Kegiatan seminar yang mengusung tema “Mencintai Bahasa Lokal, Biar Kitorang tra Punah” dibuka secara resmi oleh Plh Rektor IAIN Dr Muhammad Rusdi Rasyid, M.Pd.I yang sehari-hari Wakil Rektor I IAIN Sorong.
Dalam sambutannya, Rusdi Rasyid mengatakan, saat ini ratusan bahasa sudah punah di muka bumi. Hal ini karena penuturnya sudah tidak ada. “Kenapa tidak ada penuturnya, karena manusia yang baru lahir tidak tahu lagi bahasa bapaknya, bahasa neneknya yang biasa digunakan,”ujar Rusdi Rasyid.
Karena itu bahasa tertentu, seperti bahasa ibrani kini tidak digunakan lagi sebagai bahasa sehari-hari karena diaggap sudah punah. “Yang tertinggal adalah tulisannya, tapi tidak digunakan dalam bahasa sehari-hari seperti yang kita gunakan sekarang yakni bahasa melayu atau Bahasa Indonesia,”ujar Wakil Rektor I Dr Muhammad Rusdi Rasyid.
Lanjut dikatakan, ada bahasa yang punah karena tidak digunakan dan ada bahasa baru yang terus menerus berkembang. Bahasa Indonesia akan selalu berkembang. Ada yang kosa katanya tidak lagi digunakan tapi bertransformasi.
Contoh Bahasa Indonesia yang tidak digunakan lagi, seperti kata pakansi yang artinya libur. “Orang tua kita dulu bilang pakansi (libur). Sekarang saya tidak pernah lagi orang mengatakan ayo pakansi itu sudah tidak ada lagi, itu serapan dari Bahasa Inggris,”tandasnya.
Karena bahasa terus bertransformasi, bisa jadi kelak kata libur akan diganti dengan kata lain atau bisa juga kembali dengan kata pakansi. Atau berubah dengan bahasa yang lain.

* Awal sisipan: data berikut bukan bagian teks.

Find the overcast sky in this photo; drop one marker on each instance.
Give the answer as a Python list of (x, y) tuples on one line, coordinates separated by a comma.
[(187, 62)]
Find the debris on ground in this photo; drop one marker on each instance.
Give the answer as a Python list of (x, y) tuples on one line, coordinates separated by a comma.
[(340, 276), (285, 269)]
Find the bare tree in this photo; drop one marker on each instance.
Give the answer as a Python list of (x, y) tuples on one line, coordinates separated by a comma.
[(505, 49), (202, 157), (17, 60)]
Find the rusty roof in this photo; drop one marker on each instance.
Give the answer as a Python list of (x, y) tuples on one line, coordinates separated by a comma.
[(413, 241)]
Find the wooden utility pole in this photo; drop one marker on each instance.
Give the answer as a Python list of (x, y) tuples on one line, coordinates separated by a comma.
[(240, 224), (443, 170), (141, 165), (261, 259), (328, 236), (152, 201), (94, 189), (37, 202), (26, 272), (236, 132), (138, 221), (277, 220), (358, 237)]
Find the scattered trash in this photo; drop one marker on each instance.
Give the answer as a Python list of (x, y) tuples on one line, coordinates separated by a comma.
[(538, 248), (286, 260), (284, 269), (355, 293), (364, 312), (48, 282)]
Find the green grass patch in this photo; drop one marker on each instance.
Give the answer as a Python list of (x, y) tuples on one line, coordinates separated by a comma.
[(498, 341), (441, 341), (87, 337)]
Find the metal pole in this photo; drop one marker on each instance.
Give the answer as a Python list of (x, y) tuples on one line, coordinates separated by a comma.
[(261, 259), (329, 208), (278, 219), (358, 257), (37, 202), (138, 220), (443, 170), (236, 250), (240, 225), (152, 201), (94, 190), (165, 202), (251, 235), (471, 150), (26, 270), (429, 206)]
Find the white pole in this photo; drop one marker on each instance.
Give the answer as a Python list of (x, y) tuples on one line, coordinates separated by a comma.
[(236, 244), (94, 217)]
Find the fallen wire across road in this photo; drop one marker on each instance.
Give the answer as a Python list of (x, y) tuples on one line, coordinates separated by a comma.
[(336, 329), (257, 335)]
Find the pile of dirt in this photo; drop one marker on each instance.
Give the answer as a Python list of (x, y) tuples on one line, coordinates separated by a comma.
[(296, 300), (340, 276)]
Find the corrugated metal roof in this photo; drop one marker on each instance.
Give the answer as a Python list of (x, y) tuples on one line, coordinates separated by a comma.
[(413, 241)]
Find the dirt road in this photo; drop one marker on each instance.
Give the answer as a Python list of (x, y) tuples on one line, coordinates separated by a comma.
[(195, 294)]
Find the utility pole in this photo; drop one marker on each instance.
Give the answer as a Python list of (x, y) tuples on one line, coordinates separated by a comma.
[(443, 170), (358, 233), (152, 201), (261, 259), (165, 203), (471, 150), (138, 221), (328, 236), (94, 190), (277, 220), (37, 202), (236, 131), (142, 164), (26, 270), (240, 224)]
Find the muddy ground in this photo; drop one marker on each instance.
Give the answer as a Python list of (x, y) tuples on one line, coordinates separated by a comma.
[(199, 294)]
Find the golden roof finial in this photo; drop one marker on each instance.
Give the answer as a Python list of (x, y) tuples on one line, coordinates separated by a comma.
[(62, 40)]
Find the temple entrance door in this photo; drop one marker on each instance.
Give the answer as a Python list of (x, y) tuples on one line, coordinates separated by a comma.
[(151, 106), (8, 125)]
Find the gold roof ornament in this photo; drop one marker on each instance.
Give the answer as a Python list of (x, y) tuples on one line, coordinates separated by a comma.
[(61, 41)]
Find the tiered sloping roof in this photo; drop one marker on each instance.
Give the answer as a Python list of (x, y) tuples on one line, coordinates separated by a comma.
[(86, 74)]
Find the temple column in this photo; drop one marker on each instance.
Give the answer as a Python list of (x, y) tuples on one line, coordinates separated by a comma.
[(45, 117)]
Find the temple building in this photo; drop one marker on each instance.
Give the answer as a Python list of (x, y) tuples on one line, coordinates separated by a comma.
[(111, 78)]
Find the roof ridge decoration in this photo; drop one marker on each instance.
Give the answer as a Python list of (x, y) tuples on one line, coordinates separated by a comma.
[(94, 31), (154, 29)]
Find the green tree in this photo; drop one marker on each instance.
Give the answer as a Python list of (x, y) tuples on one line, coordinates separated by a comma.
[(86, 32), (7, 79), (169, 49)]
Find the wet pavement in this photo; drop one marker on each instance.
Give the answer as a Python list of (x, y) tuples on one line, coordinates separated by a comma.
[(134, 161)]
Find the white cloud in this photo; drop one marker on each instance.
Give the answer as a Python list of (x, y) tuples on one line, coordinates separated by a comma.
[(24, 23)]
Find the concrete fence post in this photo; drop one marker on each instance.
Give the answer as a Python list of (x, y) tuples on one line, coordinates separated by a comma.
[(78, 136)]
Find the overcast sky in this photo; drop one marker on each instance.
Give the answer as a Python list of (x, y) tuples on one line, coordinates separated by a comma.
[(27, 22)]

“Begitulah yang namanya manusia suka bahasa yang dianggap keren. Kerennya satu kata itu hanya kesepakatan saja, padahal sebenarnya pakansi itu keren juga . Tapi dianggap tidak keren karena dianggap sudah lama atau sudah usang atau sudah bosan digunakan. Bahkan terkesan itu kan nenek kita yang pakai,”tutur Rusdi Rasyid.
Sementara itu, Luther Salamala, S.Pd M.P.A dalam paparan materinya mengungkapkan, jumlah bahasa daerah di Papua mencapai hingga 428 bahasa daerah.
Moi dalam bahasa Moi dialek Kelim adalah lembut, halus, kecil dan baik. Dari begitu banyaknya bahasa daerah di Tanah Papua, Bahasa Moi pun sangat beragam. Hal ini terlihat dalam persebaran Bahasa Moi dan dialek dan idioleknya , seperti ada Sal Dialek Kelim, Sal Moraid, Sal Klabra, Sal Kamuna, Sal Maya dan lainnya.
Namun yang banyak dipakai dalam komunikasi dan sebagai bahasa penghubung adalah dialek Moi Kelim. Kepada peserta seminar , Luther Salamala yang memaparkan materi dengan slide juga memberikan contoh Bahasa Moi dan dialeknya.
Suasana seminar yang diikuti para dosen, staf dan mahasiswa IAIN Sorong serta perwakilan guru dari berbagai sekolah cukup hidup, hal ini terlihat dari antusiasnya peserta untuk ingin mengetahui Bahasa Moi, seperti lewat ucapan “Lawobok” yang artinya “selamat pagi”.
Di lingkup Pemerintah Kabupaten Sorong, sapaan selamat pagi, selamat siang dalam Bahasa Moi tidak asing lagi terdengar dimana setiap pejabat wajib menggunakan sapaan Bahasa Moi itu dalam setiap pembukaan kegiatan. Bahkan di kalangan pelajar SD di Kabupaten Sorong, Bahasa Moi jadi muatan kurikulum lokal.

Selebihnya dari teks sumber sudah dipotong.